Wash all the fruit, peel the grapefruit and cut the skin into fine shreds. Juice all of the oranges (retaining the skins) Measure how much juice you have and top it up with water to 2.5 ltrs in a large mixing bowl.

Scoop the flesh out of the grapefruit and tie into a muslin bag, add to the bowl of juice. Shred the orange skins as finely as possible and add to the bowl.

Leave everything to soak overnight.

Day 2

Add all the contents of the bowl to a preserving pan (or large saucepan) and cook over a medium heat until the skin is completely soft it took mine about 1 hour 45 mins. Strain through a sieve, retaining the shreds but discarding the grapefruit muslin bag. Measure the liquid and top up with water or reduce to 1.5 ltrs, Return to the pan.

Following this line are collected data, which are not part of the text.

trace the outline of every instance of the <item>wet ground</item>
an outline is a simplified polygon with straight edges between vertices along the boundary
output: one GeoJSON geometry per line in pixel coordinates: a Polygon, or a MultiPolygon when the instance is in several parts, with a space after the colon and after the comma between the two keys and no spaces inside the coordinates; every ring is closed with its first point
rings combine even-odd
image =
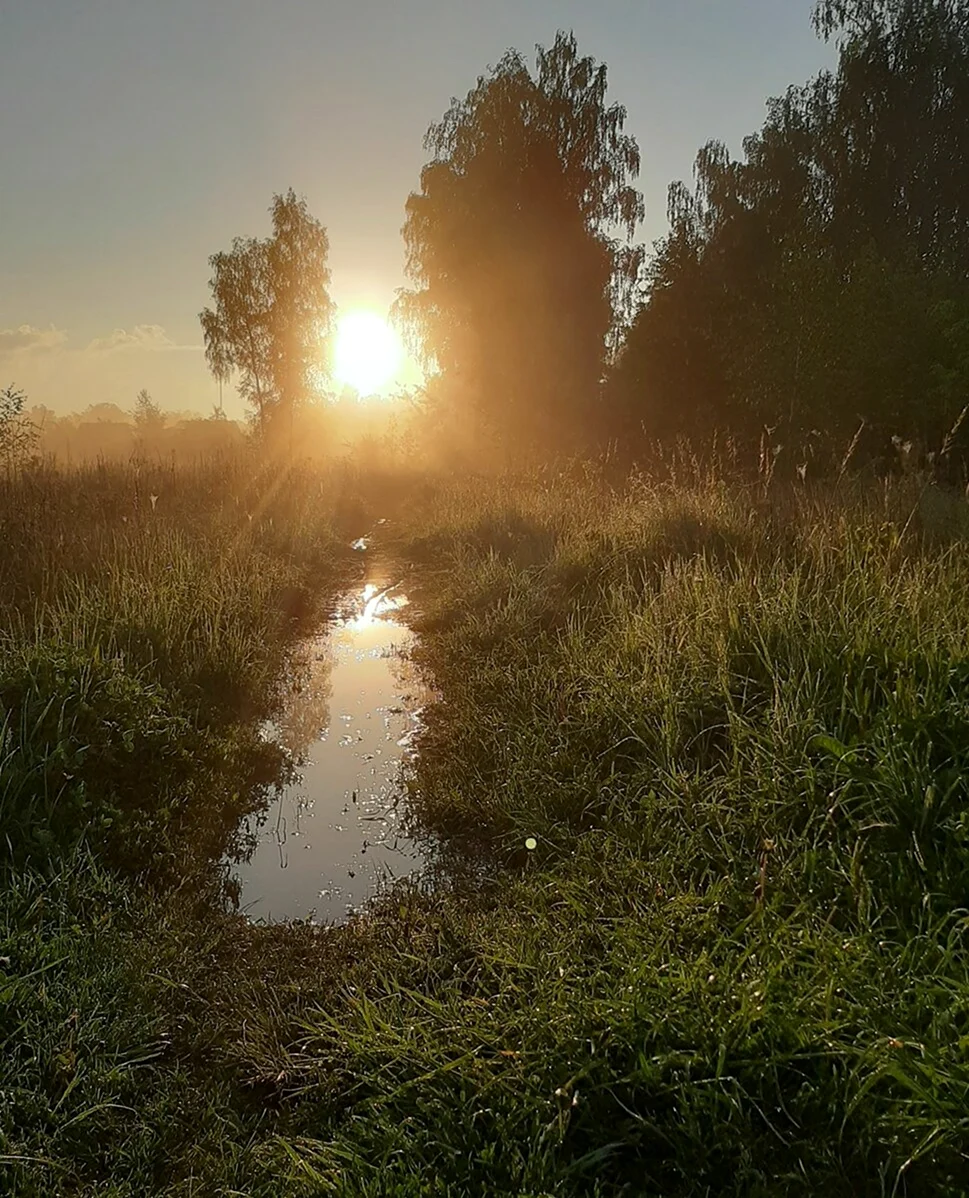
{"type": "Polygon", "coordinates": [[[402,770],[429,696],[406,658],[407,597],[386,575],[370,577],[298,646],[264,729],[294,774],[243,829],[254,848],[232,873],[252,919],[339,923],[424,866],[401,830],[402,770]]]}

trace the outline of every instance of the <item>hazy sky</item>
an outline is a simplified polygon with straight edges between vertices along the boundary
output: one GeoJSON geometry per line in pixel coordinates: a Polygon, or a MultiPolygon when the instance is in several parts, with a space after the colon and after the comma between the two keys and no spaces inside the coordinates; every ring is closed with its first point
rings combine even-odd
{"type": "MultiPolygon", "coordinates": [[[[574,29],[639,141],[647,217],[711,137],[831,61],[812,0],[0,0],[0,386],[208,410],[207,259],[294,187],[341,307],[386,310],[422,137],[509,46],[574,29]]],[[[228,404],[227,404],[228,407],[228,404]]],[[[236,411],[240,409],[236,408],[236,411]]]]}

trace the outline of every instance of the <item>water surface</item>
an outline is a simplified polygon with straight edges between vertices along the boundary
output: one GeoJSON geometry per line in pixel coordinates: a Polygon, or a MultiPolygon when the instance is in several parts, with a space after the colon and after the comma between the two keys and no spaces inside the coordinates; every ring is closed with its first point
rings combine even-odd
{"type": "Polygon", "coordinates": [[[294,777],[250,817],[243,839],[255,847],[233,870],[250,918],[339,923],[424,863],[400,830],[401,767],[427,697],[403,656],[406,604],[397,587],[369,582],[298,647],[264,730],[294,777]]]}

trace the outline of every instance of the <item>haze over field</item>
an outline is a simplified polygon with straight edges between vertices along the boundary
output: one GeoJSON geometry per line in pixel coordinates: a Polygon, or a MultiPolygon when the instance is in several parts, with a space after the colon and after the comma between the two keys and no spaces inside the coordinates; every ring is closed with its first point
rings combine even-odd
{"type": "MultiPolygon", "coordinates": [[[[646,242],[697,146],[739,152],[765,97],[834,58],[801,0],[5,3],[0,377],[57,412],[127,409],[147,387],[207,414],[208,256],[261,235],[288,186],[327,228],[337,305],[385,315],[424,130],[509,46],[558,27],[628,108],[646,242]]],[[[243,413],[231,389],[226,410],[243,413]]]]}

Add the lemon juice, lime juice and sugar to the pan ad gently heat to dissolve. Bring to the boil and skim off any scum. Add the shreds and return to the boil.

Continue to boil until it reaches the setting point, either on a sugar thermometer or use the wrinkle test (see below).

Skim off any scrum then allow to cool for 10 minutes before spooning into dry sterilized jars.

The Wrinkle Test

A sugar thermometer is great but if you don’t have one or like me its boxed up at your parents house with most of your other kitchen equipment whilst you wait to move house. When making preserves the wrinkle test is a great way of checking if your jam or marmalade will set without the need for a thermometer.

Before you start making your jam pop a couple of saucers or small plates in the freezer (I use one of my enamel ones as they cool quicker). When you think your preserve is almost set drop a teaspoon of the mixture onto the cold saucer and leave for 60 seconds, push your finger through the middle of the mixture. If the mixture wrinkles as you push through – great you have reached setting point, take it off the heat. If not then cook for another 5 minutes and then perform the test again.